Henry returned to Bury Street, studied Corbin’s windows from the sidewalk, and decided that Kate wasn’t back. Or if she was back, she’d go
ne straight to sleep. He’d risk it, either way. He entered the basement, which was empty except for the cat that was always around. “Here, kitty, kitty,” he said, pushing his fingers underneath its chin. The words sounded a little slurred in his own ears, and he wondered if he’d had too much to drink, if maybe he should just head home to the South End and sleep it off. He rubbed the cat’s twig-like jawbone. It didn’t purr, and when he pulled his hand away, it latched onto his forearm with both paws, its claws sinking into his flesh. Henry, shocked, pulled back, feeling his skin tear, and the cat hissed viciously, then turned and bolted before he had a chance to stamp it to death. He looked at the wound, the skin already beginning to puff up and little pinpricks of blood appearing, like condensation on a glass. He sucked at the wound, tasting his own salty blood. It was beginning to itch.

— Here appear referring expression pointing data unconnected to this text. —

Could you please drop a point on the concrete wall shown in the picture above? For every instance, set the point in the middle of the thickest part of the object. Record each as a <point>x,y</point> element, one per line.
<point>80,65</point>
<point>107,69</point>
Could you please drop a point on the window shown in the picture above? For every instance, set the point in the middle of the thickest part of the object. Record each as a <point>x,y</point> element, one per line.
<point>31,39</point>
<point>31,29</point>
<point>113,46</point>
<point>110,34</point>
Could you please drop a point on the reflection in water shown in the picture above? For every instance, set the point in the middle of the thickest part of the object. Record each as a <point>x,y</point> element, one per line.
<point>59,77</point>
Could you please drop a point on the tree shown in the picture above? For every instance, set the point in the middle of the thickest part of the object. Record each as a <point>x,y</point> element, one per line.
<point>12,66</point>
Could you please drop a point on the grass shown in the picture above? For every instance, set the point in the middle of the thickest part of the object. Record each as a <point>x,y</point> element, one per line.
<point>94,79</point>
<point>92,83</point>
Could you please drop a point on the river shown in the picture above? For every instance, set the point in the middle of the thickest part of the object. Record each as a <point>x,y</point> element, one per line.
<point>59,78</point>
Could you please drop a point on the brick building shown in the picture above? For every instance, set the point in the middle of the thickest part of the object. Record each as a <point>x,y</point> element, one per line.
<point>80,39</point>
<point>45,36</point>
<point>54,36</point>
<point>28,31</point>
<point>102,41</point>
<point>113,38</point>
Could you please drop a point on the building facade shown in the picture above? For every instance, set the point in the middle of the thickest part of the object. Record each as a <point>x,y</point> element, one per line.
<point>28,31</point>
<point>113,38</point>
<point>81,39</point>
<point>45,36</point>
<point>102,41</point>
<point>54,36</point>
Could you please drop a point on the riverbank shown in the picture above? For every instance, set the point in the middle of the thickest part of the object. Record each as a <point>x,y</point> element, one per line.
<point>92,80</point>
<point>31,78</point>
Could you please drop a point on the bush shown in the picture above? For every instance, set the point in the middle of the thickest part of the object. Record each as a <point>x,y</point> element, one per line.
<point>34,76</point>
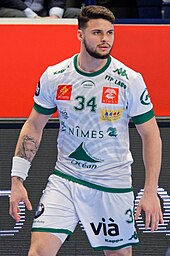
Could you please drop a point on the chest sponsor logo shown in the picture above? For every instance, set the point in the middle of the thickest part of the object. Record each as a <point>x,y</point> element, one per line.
<point>88,84</point>
<point>64,92</point>
<point>110,115</point>
<point>83,159</point>
<point>110,95</point>
<point>112,132</point>
<point>121,72</point>
<point>144,98</point>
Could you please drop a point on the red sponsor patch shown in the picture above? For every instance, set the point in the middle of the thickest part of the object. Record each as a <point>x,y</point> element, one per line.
<point>64,92</point>
<point>110,95</point>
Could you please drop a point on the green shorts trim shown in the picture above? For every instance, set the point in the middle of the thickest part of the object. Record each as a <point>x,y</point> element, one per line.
<point>52,230</point>
<point>44,111</point>
<point>102,248</point>
<point>88,184</point>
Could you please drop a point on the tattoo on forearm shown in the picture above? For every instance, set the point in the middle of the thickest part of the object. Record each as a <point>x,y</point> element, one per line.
<point>28,148</point>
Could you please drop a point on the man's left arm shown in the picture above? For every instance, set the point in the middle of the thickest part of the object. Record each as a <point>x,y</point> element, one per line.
<point>152,155</point>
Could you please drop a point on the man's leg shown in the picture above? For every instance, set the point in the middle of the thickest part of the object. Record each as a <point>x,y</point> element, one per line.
<point>121,252</point>
<point>44,244</point>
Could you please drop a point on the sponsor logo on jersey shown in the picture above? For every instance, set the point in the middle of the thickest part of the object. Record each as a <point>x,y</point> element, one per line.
<point>59,71</point>
<point>110,115</point>
<point>121,72</point>
<point>82,158</point>
<point>64,113</point>
<point>117,82</point>
<point>144,98</point>
<point>64,92</point>
<point>37,92</point>
<point>78,132</point>
<point>110,95</point>
<point>112,132</point>
<point>107,229</point>
<point>88,84</point>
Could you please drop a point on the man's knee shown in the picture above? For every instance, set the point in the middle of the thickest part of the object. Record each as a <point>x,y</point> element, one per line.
<point>39,239</point>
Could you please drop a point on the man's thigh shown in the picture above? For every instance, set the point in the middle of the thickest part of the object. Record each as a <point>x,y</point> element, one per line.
<point>121,252</point>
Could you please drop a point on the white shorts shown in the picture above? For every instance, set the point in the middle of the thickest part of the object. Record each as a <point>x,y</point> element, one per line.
<point>107,218</point>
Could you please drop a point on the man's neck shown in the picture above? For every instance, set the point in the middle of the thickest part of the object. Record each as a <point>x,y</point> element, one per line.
<point>90,64</point>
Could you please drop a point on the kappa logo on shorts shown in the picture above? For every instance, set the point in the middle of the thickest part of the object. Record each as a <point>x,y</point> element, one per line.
<point>110,95</point>
<point>39,211</point>
<point>37,92</point>
<point>64,92</point>
<point>109,229</point>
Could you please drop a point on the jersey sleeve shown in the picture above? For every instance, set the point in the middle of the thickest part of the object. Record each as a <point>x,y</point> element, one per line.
<point>43,99</point>
<point>140,108</point>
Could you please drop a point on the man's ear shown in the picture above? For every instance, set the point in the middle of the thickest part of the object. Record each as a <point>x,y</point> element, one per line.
<point>80,34</point>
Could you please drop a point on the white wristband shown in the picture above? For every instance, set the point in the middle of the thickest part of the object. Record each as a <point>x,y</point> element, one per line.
<point>20,167</point>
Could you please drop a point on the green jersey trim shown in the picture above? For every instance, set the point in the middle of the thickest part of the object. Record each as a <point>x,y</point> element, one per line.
<point>143,118</point>
<point>90,185</point>
<point>52,230</point>
<point>94,73</point>
<point>101,248</point>
<point>45,111</point>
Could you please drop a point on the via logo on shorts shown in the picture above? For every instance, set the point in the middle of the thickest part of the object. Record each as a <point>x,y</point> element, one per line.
<point>110,229</point>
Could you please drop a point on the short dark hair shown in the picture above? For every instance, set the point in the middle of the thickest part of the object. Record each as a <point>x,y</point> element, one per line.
<point>94,12</point>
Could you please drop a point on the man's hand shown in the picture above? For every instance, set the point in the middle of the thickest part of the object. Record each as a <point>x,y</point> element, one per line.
<point>150,204</point>
<point>18,194</point>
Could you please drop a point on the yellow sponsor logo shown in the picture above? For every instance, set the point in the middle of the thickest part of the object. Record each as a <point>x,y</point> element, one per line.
<point>110,115</point>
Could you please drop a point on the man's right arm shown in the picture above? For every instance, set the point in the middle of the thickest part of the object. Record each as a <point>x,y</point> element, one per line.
<point>26,149</point>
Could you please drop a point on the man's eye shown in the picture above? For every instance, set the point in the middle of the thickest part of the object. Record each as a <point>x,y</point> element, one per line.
<point>96,32</point>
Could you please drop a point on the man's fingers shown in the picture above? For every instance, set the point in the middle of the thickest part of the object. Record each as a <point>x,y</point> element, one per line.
<point>147,219</point>
<point>138,211</point>
<point>14,211</point>
<point>28,204</point>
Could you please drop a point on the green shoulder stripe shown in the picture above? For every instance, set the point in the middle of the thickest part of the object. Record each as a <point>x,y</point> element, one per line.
<point>143,118</point>
<point>45,111</point>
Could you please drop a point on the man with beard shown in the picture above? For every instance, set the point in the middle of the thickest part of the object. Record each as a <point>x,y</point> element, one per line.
<point>95,95</point>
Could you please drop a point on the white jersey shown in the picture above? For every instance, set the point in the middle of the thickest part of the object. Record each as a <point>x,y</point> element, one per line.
<point>94,111</point>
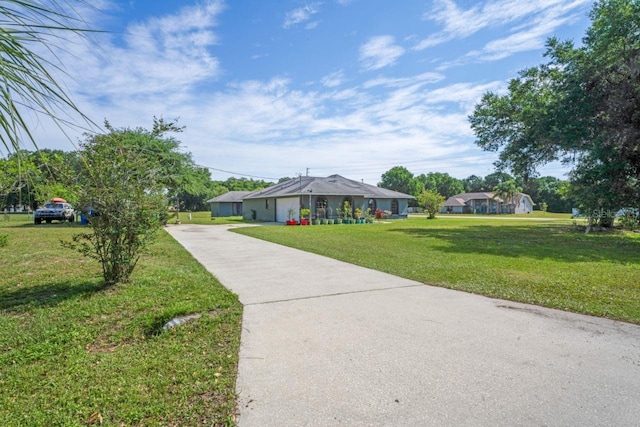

Instead of going up to Corbin’s apartment, Henry went up the stairs that led to Audrey Marshall’s place. He hadn’t been there since the night he’d killed her. He picked the lock of the door and entered. The curtains of the apartment were open and the night was light enough that he could maneuver through the apartment. There were marks on the floor from the crime scene investigators, taped areas on the kitchen tile where he’d left Audrey’s body. Had they noticed how her hand had been positioned, pointing with an index finger toward Corbin’s apartment? Henry smiled at the memory. Arranging Audrey had been the most fun he’d had in years, the most fun he’d had since Corbin and he had killed Claire in the cemetery. After Audrey was dead, and he was free to arrange her as he wanted to, he’d contemplated trying to actually cut her in half, find a way to saw through her spine, but decided against it. Still, the image of it, the thought of her actually in two pieces—a perfect half of her for each of them—almost made him giddy. One day he could do it, but he didn’t think he could do it alone.